Introduction¶
bg.crawler is a command-line frontend for feeding a tree of files (a directory) into a Solr for indexing.
Requirements¶
- Python 2.6 or Python 2.7 (no support for Python 3)
- curl
Installation¶
- use easy_install bg.crawler - this should install a script solr-crawler inside the bin folder of your Python installation. You are strongly encouraged to use virtualenv for creating a virtualized Python environment.
Usage¶
Command line options:
usage: solr-crawler [-h] [--solr-url SOLR_URL]
[--render-base-url RENDER_BASE_URL]
[--max-depth MAX_DEPTH] [--commit-after COMMIT_AFTER]
[--tag TAG] [--clear-all] [--optimize] [--guess-encoding]
[--clear-tag SOLR_CLEAR_TAG] [--verbose] [--no-type-check]
<directory>
A command-line crawler for importing all files within a directory into Solr
positional arguments:
<directory> Directory to be crawled
optional arguments:
-h, --help show this help message and exit
--solr-url SOLR_URL, -u SOLR_URL
SOLR server URL
--render-base-url RENDER_BASE_URL, -r RENDER_BASE_URL
Base URL for server delivering crawled content
--max-depth MAX_DEPTH, -d MAX_DEPTH
maximum folder depth
--commit-after COMMIT_AFTER, -C COMMIT_AFTER
Solr commit after N documents
--tag TAG, -t TAG Solr import tag
--clear-all, -c Clear the Solr indexes before crawling
--optimize, -O Optimize Solr index after import
--guess-encoding, -g Guess encoding of input data
--clear-tag SOLR_CLEAR_TAG
Remove all items from Solr indexed tagged with the
given tag
--verbose, -v Verbose logging
--no-type-check, -n Do not apply internal extension filter while crawling
Have fun!
--solr-url defines the URL of the SOLR server
- --render-base-url can be specified in order specify an URL prefix in order
to calculate the value of the renderurl field within Solr. The value of renderurl is the concatenation of the value for render-base-url and the relative path of the crawled file to the crawler start directory. This is option is useful for generating a link using the renderurl if the file is served through a given web server (by its URL).

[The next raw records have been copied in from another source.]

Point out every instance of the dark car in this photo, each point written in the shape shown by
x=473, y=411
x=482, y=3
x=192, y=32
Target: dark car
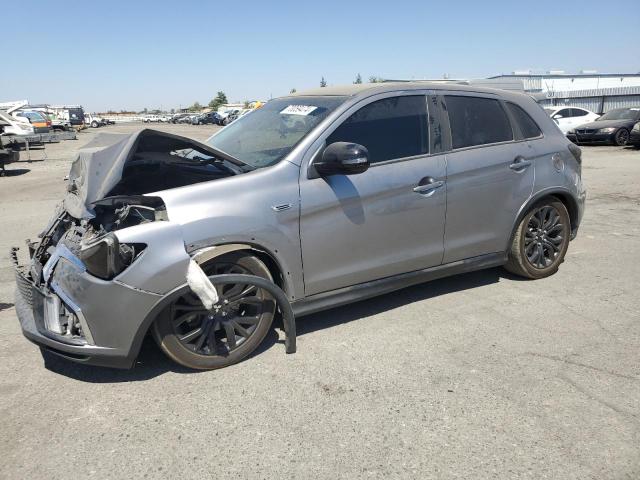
x=207, y=118
x=634, y=136
x=612, y=128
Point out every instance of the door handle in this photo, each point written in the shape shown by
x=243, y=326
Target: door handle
x=427, y=186
x=520, y=164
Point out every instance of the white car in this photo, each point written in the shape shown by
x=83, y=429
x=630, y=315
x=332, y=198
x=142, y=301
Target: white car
x=568, y=118
x=151, y=119
x=93, y=120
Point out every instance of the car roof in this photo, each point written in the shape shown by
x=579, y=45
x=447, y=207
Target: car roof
x=352, y=90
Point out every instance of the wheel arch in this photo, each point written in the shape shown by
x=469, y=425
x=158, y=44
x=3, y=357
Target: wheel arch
x=565, y=196
x=278, y=274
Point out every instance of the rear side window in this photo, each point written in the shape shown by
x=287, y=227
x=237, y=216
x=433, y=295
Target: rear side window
x=391, y=128
x=528, y=127
x=477, y=121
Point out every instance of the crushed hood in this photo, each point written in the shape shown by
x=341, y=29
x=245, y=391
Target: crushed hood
x=96, y=170
x=99, y=165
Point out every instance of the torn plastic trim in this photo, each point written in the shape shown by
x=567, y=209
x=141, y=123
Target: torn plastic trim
x=200, y=285
x=203, y=287
x=282, y=302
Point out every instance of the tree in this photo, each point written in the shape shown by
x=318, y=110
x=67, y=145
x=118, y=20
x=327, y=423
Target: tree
x=219, y=99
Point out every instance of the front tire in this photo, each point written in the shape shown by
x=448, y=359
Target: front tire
x=621, y=137
x=541, y=240
x=206, y=340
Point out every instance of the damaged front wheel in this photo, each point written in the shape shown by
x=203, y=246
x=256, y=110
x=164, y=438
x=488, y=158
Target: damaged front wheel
x=208, y=339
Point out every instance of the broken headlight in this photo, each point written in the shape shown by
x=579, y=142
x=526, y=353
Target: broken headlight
x=106, y=257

--max-depth limits the crawler to a given folder depth
- --commit-after can be used to specify a numeric value to
import the documents into batches with a Solr commit operation after each batch instead of committing after each individual document.
--tag will tag the imported document(s) with a string (this may be useful importing different document sources into Solr while supporting the option to filter by tag at query time)
--clear-all clear the complete Solr index before running the import
--clear-tag remove all documents with the given tag before running the import
--verbose enable extensive logging
--no-type-check if set: do not apply any type check filtering but instead pass all file types to Solr
Internals¶
- uses the python-magic module to determine the mimetype of files to be imported
- currently deals with HTML and plain text files
- HTML files are currently parsed internally and converted to plain text
Sourcecode¶
Bug tracker¶
Solr setup¶
You can use the buildout configuration from
https://raw.github.com/zopyx/bg.crawler/master/solr-3.5.cfg
as an example how to setup a Solr instance for using bg.crawler.
It is important that the following field type definition is available within your Solr instance:
index =
name:text type:text stored:true
name:title type:text stored:true
name:created type:date stored:true required:true
name:modified type:date stored:true
name:filesize type:integer stored:true
name:mimetype type:string stored:true
name:id type:string stored:true required:true
name:relpath type:string stored:true
name:fullpath type:string stored:true
name:renderurl type:string stored:true
name:tag type:string stored:true
After running buildout you can start the Solr instance using:
bin/solr-instance fg|start
Licence¶
bg.crawler is published under the GNU Public Licence V2 (GPL 2)